News that Local 44’s finances and compensation of Cunningham had come under IA scrutiny derived from a November 2001 letter from Short to Stewart McGuire, who was then the union’s business agent. The letter referred to an “examination of books and records for the Local” and came with an attached report from top IA officials that criticized how the union’s financial affairs had been conducted for over a decade, during which Cunningham was primarily in charge.

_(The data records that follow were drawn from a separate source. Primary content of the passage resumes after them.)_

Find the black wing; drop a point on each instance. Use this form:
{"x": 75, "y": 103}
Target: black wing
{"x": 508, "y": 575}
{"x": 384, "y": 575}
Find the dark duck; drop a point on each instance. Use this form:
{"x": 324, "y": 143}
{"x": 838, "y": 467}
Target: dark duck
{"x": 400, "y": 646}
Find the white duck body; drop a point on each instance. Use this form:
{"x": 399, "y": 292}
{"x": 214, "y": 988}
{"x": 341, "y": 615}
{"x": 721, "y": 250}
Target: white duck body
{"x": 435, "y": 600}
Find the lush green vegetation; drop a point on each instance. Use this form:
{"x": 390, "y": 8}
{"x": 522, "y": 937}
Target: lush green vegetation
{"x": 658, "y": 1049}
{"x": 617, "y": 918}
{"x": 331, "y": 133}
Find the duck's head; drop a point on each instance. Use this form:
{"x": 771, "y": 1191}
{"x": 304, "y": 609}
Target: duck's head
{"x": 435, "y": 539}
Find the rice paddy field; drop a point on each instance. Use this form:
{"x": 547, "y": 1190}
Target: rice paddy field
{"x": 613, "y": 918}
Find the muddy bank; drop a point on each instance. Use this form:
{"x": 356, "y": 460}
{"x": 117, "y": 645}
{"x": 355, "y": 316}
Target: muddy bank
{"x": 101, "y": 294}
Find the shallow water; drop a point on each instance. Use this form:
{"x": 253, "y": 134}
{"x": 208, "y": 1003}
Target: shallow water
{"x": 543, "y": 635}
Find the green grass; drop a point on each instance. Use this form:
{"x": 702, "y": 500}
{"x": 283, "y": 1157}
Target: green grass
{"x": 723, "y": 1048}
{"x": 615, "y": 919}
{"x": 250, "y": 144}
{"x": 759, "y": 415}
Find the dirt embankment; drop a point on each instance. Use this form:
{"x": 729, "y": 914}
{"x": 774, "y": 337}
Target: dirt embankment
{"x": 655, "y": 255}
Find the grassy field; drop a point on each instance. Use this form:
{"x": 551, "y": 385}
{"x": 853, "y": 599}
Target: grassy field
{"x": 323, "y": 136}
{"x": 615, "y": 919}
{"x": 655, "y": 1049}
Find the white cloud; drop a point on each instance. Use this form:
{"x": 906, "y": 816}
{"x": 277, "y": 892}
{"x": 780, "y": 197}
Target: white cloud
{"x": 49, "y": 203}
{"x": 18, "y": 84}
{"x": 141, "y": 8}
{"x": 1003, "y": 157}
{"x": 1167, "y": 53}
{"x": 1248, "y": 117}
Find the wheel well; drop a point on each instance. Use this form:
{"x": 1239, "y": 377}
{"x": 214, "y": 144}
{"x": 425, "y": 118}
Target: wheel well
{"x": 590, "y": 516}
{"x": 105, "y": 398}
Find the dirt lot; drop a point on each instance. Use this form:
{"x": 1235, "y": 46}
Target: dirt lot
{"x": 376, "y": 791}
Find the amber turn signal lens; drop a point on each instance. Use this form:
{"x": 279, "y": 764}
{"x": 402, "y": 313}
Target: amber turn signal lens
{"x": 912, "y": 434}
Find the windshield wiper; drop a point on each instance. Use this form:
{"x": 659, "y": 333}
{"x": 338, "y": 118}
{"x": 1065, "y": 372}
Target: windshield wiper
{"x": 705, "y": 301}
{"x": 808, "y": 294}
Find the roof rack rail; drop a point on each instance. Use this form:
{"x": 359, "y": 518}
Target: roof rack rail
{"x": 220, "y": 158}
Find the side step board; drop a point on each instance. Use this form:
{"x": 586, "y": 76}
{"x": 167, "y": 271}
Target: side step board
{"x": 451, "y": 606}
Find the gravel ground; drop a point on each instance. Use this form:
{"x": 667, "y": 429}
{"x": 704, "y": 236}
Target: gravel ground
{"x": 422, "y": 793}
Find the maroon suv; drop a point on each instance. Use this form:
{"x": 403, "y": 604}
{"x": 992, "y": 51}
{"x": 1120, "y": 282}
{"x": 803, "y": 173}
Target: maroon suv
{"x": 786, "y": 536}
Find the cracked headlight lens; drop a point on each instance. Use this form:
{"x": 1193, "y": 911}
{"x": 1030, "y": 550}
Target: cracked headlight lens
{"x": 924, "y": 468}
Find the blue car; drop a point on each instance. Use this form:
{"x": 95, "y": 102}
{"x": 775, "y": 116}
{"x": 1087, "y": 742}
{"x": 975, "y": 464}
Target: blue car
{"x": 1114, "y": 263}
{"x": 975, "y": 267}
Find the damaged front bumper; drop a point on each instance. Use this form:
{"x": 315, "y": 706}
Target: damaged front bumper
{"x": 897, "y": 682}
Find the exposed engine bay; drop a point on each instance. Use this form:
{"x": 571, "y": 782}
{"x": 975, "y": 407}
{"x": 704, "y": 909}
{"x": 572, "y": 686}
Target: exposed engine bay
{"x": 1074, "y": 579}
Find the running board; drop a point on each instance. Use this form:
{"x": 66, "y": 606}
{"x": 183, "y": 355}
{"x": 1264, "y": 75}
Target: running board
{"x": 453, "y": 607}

Cunningham first became leader of Local 44 in 1989, after a two-year period in which the union was run by a trustee appointed by the International, following allegations of mob connections and mismanagement by the local’s leadership. An armed standoff had taken place in 1987 when the International attempted to take control of the Prop Masters local. Cunningham, an assistant business agent at the time of the incident, was never accused of having anything to do with the previous regime’s questionable activities.In fact, he came into office as a reformer. In 1989 he was elected to the first of five consecutive terms (three for two years and two for three years) as business agent before losing a re-election bid to Art Brewer by just 22 votes. Brewer voluntarily resigned for health reasons in 2002 after only a year on the job (he passed away a year later), and was succeeded by McGuire, who had been his assistant. McGuire’s bid for re-election in 2004 ended in the first round when he placed third. In the runoff, Cunningham beat challenger J. Kevin Pike.